Lots of folks want to get their hands on this program, but the story -- if it can be called that -- doesn't build anything like traditional suspense: Rather, it has the feel of something written in the back seat of a speeding car on a bumpy road. It jars, bounces and sometimes even splatters.
Oh well, when things become too ragged, you can count on Diesel to deliver the kind of line that seems designed to remind the audience that mayhem isn't the only point.
"The most important thing in life will always be family," says Diesel's Dom, evoking a recurring theme.
The regular crew members return, and -- in varying degrees -- receive their moment in the spotlight.
Of these regulars, I'd rank Ludacris's Tej as my favorite. Playing smart in a series such as this is no small achievement. Way to go Ludacris.

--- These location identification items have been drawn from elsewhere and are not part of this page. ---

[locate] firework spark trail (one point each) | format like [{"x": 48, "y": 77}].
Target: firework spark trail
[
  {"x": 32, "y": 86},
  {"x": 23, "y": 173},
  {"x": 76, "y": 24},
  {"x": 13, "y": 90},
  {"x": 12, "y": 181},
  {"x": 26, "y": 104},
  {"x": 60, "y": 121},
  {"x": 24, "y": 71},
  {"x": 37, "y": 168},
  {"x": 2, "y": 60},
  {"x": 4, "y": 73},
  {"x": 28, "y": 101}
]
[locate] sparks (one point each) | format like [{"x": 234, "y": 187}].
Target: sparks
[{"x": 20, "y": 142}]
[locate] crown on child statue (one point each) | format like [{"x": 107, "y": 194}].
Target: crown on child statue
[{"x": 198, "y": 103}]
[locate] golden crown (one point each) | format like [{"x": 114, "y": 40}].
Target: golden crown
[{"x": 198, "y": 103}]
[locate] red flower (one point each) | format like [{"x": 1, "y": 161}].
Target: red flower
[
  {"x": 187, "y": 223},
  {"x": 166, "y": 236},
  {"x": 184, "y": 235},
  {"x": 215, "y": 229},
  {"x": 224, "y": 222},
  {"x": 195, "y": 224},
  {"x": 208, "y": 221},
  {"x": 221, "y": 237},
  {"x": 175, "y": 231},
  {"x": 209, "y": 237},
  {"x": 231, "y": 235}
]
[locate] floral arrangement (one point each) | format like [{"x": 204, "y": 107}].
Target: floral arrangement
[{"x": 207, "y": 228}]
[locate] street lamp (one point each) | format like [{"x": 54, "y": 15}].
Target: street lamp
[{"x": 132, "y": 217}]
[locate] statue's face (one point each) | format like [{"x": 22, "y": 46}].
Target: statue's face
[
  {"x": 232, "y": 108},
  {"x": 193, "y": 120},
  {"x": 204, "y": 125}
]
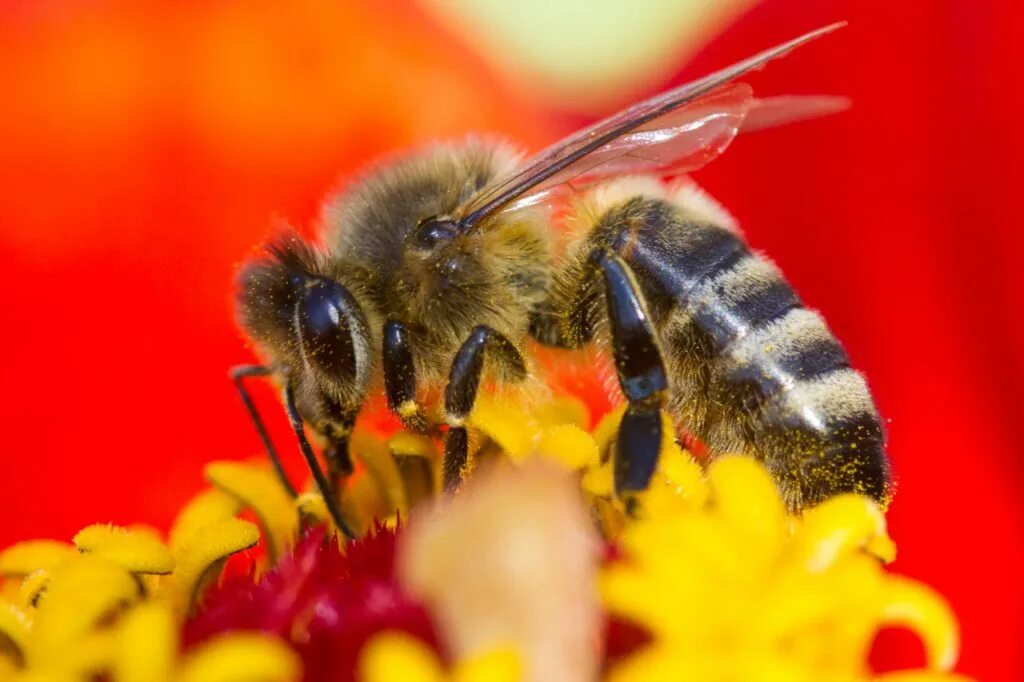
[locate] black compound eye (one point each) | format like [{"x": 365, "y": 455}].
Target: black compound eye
[
  {"x": 322, "y": 323},
  {"x": 432, "y": 231}
]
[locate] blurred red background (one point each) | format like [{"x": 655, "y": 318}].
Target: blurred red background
[{"x": 145, "y": 148}]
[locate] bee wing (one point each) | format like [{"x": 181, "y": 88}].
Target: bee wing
[{"x": 674, "y": 132}]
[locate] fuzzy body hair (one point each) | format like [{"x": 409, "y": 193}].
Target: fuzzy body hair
[{"x": 751, "y": 369}]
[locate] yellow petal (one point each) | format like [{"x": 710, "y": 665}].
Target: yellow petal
[
  {"x": 416, "y": 459},
  {"x": 568, "y": 444},
  {"x": 412, "y": 444},
  {"x": 394, "y": 655},
  {"x": 312, "y": 509},
  {"x": 747, "y": 497},
  {"x": 202, "y": 559},
  {"x": 921, "y": 676},
  {"x": 606, "y": 429},
  {"x": 206, "y": 508},
  {"x": 499, "y": 665},
  {"x": 136, "y": 551},
  {"x": 80, "y": 595},
  {"x": 24, "y": 558},
  {"x": 382, "y": 469},
  {"x": 258, "y": 488},
  {"x": 14, "y": 627},
  {"x": 838, "y": 526},
  {"x": 146, "y": 644},
  {"x": 563, "y": 410},
  {"x": 507, "y": 423},
  {"x": 242, "y": 656},
  {"x": 598, "y": 480},
  {"x": 920, "y": 608},
  {"x": 33, "y": 588}
]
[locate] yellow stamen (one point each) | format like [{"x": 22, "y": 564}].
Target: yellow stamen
[
  {"x": 202, "y": 559},
  {"x": 243, "y": 656},
  {"x": 206, "y": 508},
  {"x": 135, "y": 551},
  {"x": 146, "y": 643},
  {"x": 257, "y": 487},
  {"x": 20, "y": 559}
]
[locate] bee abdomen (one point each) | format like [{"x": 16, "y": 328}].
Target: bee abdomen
[{"x": 751, "y": 368}]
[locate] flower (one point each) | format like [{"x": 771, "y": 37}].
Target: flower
[{"x": 534, "y": 570}]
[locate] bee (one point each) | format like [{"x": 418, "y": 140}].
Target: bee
[{"x": 436, "y": 262}]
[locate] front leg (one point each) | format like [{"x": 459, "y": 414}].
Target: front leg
[
  {"x": 637, "y": 355},
  {"x": 460, "y": 394}
]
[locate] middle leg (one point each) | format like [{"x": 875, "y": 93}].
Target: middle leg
[
  {"x": 460, "y": 394},
  {"x": 636, "y": 352}
]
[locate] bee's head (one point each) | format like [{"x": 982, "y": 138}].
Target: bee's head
[{"x": 307, "y": 322}]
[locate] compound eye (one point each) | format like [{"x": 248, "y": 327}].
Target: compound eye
[
  {"x": 326, "y": 337},
  {"x": 432, "y": 231}
]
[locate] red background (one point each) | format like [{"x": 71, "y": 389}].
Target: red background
[{"x": 144, "y": 152}]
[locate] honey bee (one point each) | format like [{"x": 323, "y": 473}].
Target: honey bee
[{"x": 435, "y": 262}]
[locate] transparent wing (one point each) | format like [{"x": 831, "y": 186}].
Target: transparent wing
[{"x": 677, "y": 131}]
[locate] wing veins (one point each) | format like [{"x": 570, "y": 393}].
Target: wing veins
[{"x": 663, "y": 103}]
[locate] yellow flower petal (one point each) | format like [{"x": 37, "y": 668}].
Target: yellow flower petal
[
  {"x": 606, "y": 429},
  {"x": 201, "y": 560},
  {"x": 14, "y": 627},
  {"x": 382, "y": 469},
  {"x": 312, "y": 510},
  {"x": 258, "y": 488},
  {"x": 598, "y": 480},
  {"x": 563, "y": 410},
  {"x": 136, "y": 551},
  {"x": 146, "y": 644},
  {"x": 507, "y": 422},
  {"x": 206, "y": 508},
  {"x": 394, "y": 655},
  {"x": 838, "y": 526},
  {"x": 80, "y": 595},
  {"x": 499, "y": 665},
  {"x": 416, "y": 458},
  {"x": 33, "y": 588},
  {"x": 921, "y": 676},
  {"x": 242, "y": 656},
  {"x": 568, "y": 444},
  {"x": 24, "y": 558},
  {"x": 745, "y": 496},
  {"x": 922, "y": 609}
]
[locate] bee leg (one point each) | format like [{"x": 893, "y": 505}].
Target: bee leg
[
  {"x": 239, "y": 375},
  {"x": 339, "y": 460},
  {"x": 641, "y": 374},
  {"x": 399, "y": 376},
  {"x": 327, "y": 491},
  {"x": 460, "y": 394}
]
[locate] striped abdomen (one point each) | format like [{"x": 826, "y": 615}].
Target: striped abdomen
[{"x": 752, "y": 370}]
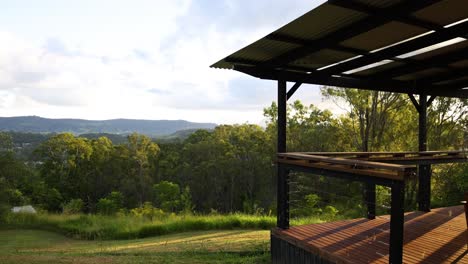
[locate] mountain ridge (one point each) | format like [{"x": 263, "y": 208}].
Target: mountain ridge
[{"x": 122, "y": 126}]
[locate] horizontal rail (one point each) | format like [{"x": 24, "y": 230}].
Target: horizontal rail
[{"x": 351, "y": 166}]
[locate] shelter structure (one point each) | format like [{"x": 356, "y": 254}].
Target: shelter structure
[{"x": 418, "y": 48}]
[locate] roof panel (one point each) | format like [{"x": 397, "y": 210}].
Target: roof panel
[
  {"x": 421, "y": 74},
  {"x": 264, "y": 49},
  {"x": 445, "y": 12},
  {"x": 320, "y": 22},
  {"x": 322, "y": 58},
  {"x": 392, "y": 32},
  {"x": 378, "y": 69},
  {"x": 383, "y": 36}
]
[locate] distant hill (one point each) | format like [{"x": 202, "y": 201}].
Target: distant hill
[{"x": 153, "y": 128}]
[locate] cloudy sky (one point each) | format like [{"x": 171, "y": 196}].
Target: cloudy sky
[{"x": 145, "y": 59}]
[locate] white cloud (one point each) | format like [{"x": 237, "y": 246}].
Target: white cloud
[{"x": 158, "y": 71}]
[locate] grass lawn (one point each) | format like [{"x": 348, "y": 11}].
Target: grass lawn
[{"x": 231, "y": 246}]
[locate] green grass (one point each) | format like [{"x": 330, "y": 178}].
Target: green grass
[
  {"x": 129, "y": 227},
  {"x": 221, "y": 246}
]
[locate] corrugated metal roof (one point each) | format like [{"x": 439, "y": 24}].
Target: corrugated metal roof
[{"x": 361, "y": 40}]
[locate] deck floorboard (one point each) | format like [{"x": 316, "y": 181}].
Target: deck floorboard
[{"x": 439, "y": 236}]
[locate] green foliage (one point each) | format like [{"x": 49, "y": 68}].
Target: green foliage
[
  {"x": 131, "y": 227},
  {"x": 167, "y": 196},
  {"x": 106, "y": 206},
  {"x": 148, "y": 211},
  {"x": 74, "y": 206},
  {"x": 231, "y": 168}
]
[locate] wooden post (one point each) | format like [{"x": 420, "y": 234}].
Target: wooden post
[
  {"x": 397, "y": 221},
  {"x": 282, "y": 182},
  {"x": 424, "y": 171},
  {"x": 370, "y": 199}
]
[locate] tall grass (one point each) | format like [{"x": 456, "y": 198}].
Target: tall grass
[{"x": 131, "y": 227}]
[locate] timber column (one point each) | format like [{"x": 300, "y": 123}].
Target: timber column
[
  {"x": 424, "y": 171},
  {"x": 282, "y": 180}
]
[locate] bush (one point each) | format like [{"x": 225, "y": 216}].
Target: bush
[
  {"x": 106, "y": 206},
  {"x": 74, "y": 206},
  {"x": 148, "y": 211}
]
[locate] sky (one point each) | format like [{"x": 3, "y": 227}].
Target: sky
[{"x": 141, "y": 59}]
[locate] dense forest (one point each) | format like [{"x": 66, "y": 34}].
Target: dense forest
[
  {"x": 155, "y": 128},
  {"x": 231, "y": 168}
]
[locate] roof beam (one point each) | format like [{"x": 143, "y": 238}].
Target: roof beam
[
  {"x": 305, "y": 42},
  {"x": 446, "y": 76},
  {"x": 293, "y": 89},
  {"x": 383, "y": 85},
  {"x": 402, "y": 48},
  {"x": 369, "y": 10},
  {"x": 439, "y": 61},
  {"x": 359, "y": 27}
]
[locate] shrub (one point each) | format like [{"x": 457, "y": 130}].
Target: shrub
[
  {"x": 74, "y": 206},
  {"x": 167, "y": 196},
  {"x": 106, "y": 206},
  {"x": 148, "y": 211}
]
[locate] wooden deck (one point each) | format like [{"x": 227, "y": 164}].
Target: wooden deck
[{"x": 439, "y": 236}]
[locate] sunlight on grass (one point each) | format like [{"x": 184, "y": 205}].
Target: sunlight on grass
[{"x": 227, "y": 246}]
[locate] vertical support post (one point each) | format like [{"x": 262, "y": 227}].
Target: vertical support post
[
  {"x": 283, "y": 185},
  {"x": 370, "y": 199},
  {"x": 424, "y": 171},
  {"x": 397, "y": 222}
]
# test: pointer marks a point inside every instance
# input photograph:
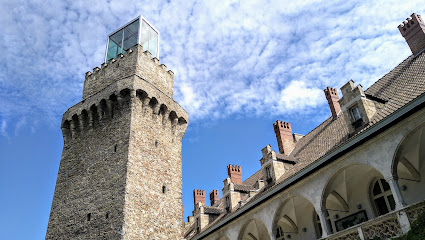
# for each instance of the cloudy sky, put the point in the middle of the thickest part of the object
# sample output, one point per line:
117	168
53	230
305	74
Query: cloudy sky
239	66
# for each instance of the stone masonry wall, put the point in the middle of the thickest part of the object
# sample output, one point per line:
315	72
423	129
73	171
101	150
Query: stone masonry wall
120	175
90	178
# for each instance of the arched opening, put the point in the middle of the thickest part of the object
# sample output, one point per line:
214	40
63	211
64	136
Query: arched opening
153	103
294	220
348	197
408	166
85	118
382	197
254	229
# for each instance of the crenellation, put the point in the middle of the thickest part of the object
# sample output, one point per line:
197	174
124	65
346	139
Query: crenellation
126	129
135	62
106	108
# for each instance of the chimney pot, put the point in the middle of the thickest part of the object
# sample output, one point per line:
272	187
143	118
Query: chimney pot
413	31
284	137
235	173
213	196
198	196
333	98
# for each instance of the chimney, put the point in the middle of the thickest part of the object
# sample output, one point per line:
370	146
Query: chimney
213	196
235	173
332	97
198	196
413	30
284	137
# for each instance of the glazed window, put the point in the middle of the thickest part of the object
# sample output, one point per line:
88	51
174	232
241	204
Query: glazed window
382	197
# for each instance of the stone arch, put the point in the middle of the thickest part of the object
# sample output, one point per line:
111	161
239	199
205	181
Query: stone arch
293	219
347	193
125	93
408	165
254	229
163	109
372	196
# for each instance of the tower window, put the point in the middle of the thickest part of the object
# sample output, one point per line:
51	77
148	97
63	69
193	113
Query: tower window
382	197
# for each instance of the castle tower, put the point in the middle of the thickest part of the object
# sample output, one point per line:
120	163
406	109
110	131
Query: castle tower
120	175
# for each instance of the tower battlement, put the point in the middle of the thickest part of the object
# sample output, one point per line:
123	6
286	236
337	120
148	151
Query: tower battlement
136	62
120	175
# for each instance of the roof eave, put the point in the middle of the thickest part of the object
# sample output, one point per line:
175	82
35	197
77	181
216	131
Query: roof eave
362	137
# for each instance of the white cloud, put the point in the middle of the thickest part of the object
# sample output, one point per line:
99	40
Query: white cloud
3	129
268	57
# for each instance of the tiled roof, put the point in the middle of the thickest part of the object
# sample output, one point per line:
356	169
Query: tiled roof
401	85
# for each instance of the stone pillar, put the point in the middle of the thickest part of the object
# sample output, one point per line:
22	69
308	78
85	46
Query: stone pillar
395	189
325	228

You probably should also know that the amnesia-afflicted Letty (Michelle Rodriguez) gets into a knock-down, drag-out battle with a character played by Ronda Rousey, a champion ultimate fighter in her non-movie life.
Oh, I almost forgot. Dwayne Johnson appears again, although we don't see much of FBI agent Hobbs until he rises from a hospital bed at the end of the movie so that he can tote a major weapon into the streets of LA and spray bullets at a menacing aircraft.
I don't want to sound like a spoilsport, but frenetic editing sometimes gives the action a near-haphazard feeling, so much so that during the movie's prolonged finale, it's not always possible to tell who's fighting whom.
Still, it's difficult to watch a movie such as Furious 7 and not be amazed by the heights (sometimes literally) to which the car chaos has been taken, and there's enough globe hopping -- from the United Arab Emirates to Azerbaijan -- to create yet another level of diversion.
We all know the drill. A Fast and Furious movie exists to deliver out-sized action, cool cars and an occasional display of female body parts, curvy as a polished fender. One imagines that there are at least three general kinds of scene headings in the script for Furious 7: interiors, exteriors and posteriors.
And don't think that just because Walker's gone, the series is done. Trying to stop one of these franchises is like trying to halt a speeding semi-truck. Either get out of the way or go along for the ride. Resistance, I'm afraid, is pointless.